Training, experience, equipment, and maintaining the shop also factor into the price, Nogueira said. Plus, tips are customary, appreciated, and integral to barbers’ incomes. Much like a hairstylist, 15% to 20% is the usual.

Respect their experience 

“The amount of training a barber has impacts how much they charge for a cut,” Tineo said. 

That’s why, to Tineo, “the most unrealistic expectation that clients can have of their barber is that they know and provide all the same types of services as other barbers.”

“There are so many variations and innovations in barbering,” he said. “I continue to take online courses and attend barber conventions, the educational components of which allow me the opportunity to learn from those paving the road ahead of us.”  

Don’t worry about not knowing what you want

Unlike hairstylists, who tend to prefer guidance and direction, barbers like to let their artistic vision guide your cut.

“While a picture is always helpful if it’s something very specific, many also just trust us to do our thing,” Nogueira said.

Tineo added: “If given a choice of a client coming in with a picture of a haircut or the ability to do my own thing, I would prefer to do my own thing.
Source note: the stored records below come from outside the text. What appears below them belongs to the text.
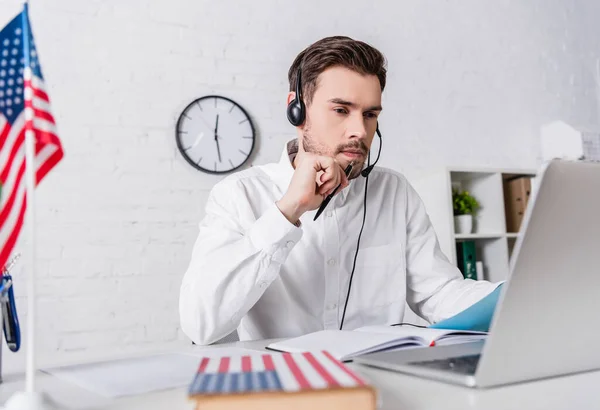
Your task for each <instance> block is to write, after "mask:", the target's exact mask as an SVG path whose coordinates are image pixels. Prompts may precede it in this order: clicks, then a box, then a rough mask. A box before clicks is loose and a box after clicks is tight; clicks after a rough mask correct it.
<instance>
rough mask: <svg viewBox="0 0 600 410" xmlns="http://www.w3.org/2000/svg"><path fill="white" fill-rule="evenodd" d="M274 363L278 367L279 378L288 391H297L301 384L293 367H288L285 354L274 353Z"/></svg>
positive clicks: (277, 372)
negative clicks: (292, 370)
mask: <svg viewBox="0 0 600 410" xmlns="http://www.w3.org/2000/svg"><path fill="white" fill-rule="evenodd" d="M272 358H273V364H274V366H275V369H277V375H278V376H279V380H280V382H281V384H282V386H283V388H284V389H285V390H286V391H297V390H299V389H300V384H299V383H298V381H297V380H296V377H294V375H293V373H292V371H291V369H290V368H289V367H288V365H287V363H286V362H285V360H284V358H283V355H280V354H277V355H273V356H272Z"/></svg>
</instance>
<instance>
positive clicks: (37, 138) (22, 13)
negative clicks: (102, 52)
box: [0, 4, 63, 268]
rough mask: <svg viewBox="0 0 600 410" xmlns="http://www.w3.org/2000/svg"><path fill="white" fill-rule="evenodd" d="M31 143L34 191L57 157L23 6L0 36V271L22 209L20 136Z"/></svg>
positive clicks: (22, 147)
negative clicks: (34, 182)
mask: <svg viewBox="0 0 600 410" xmlns="http://www.w3.org/2000/svg"><path fill="white" fill-rule="evenodd" d="M26 132H33V135H34V138H35V175H36V185H37V184H38V183H39V182H40V181H41V180H42V179H43V178H44V176H45V175H46V174H47V173H48V172H49V171H50V170H51V169H52V168H53V167H54V166H55V165H56V164H57V163H58V162H59V161H60V159H61V158H62V157H63V150H62V147H61V143H60V140H59V139H58V136H57V131H56V125H55V122H54V118H53V117H52V114H51V112H50V101H49V98H48V94H47V93H46V88H45V85H44V77H43V76H42V69H41V67H40V63H39V60H38V55H37V50H36V48H35V43H34V40H33V35H32V33H31V29H30V25H29V16H28V9H27V4H26V5H25V6H24V8H23V11H22V12H21V13H20V14H19V15H17V16H16V17H15V18H14V19H13V20H12V21H11V22H10V23H8V25H7V26H6V27H4V29H2V31H1V32H0V268H1V267H3V266H4V265H5V264H6V261H7V260H8V258H9V256H10V254H11V252H12V251H13V248H14V246H15V243H16V241H17V238H18V236H19V232H20V231H21V227H22V225H23V219H24V217H25V208H26V202H27V198H26V190H25V133H26Z"/></svg>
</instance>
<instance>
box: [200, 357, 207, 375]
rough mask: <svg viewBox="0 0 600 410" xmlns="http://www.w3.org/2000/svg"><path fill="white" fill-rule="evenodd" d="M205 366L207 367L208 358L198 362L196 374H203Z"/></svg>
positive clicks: (204, 358) (204, 368)
mask: <svg viewBox="0 0 600 410" xmlns="http://www.w3.org/2000/svg"><path fill="white" fill-rule="evenodd" d="M207 365H208V357H203V358H202V360H201V361H200V366H198V373H204V371H205V370H206V366H207Z"/></svg>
To me, barbering is a way of expressing yourself; it’s an art form. Even if a client brings me a picture of what they want, they’re still going to be leaving with my twist to the cut.”

Open up to your barber; tell them about yourself

“We use the initial consultation to discuss what they would like to get and if it is adequate to their hair type, facial shape, daily routine, and line of work,” Nogueira said.

This is more important than coming in with a clear idea of what you want, Tineo thinks. 

“I do my best to do a full consult with a client before I even turn on the clippers,” he said. “That lets me assess their wants, personality, and profession and gives me a chance to fully explain if the texture, thickness, or thinness of their hair prohibits them from a certain cut, and I can then recommend something that would work better. If there’s one thing I wish clients knew and fully understood, it’s that not every person can get the same style.

“The client’s profession and personalities play huge parts in creating any look. What can be more artistic then being able to create pieces of art with each haircut?”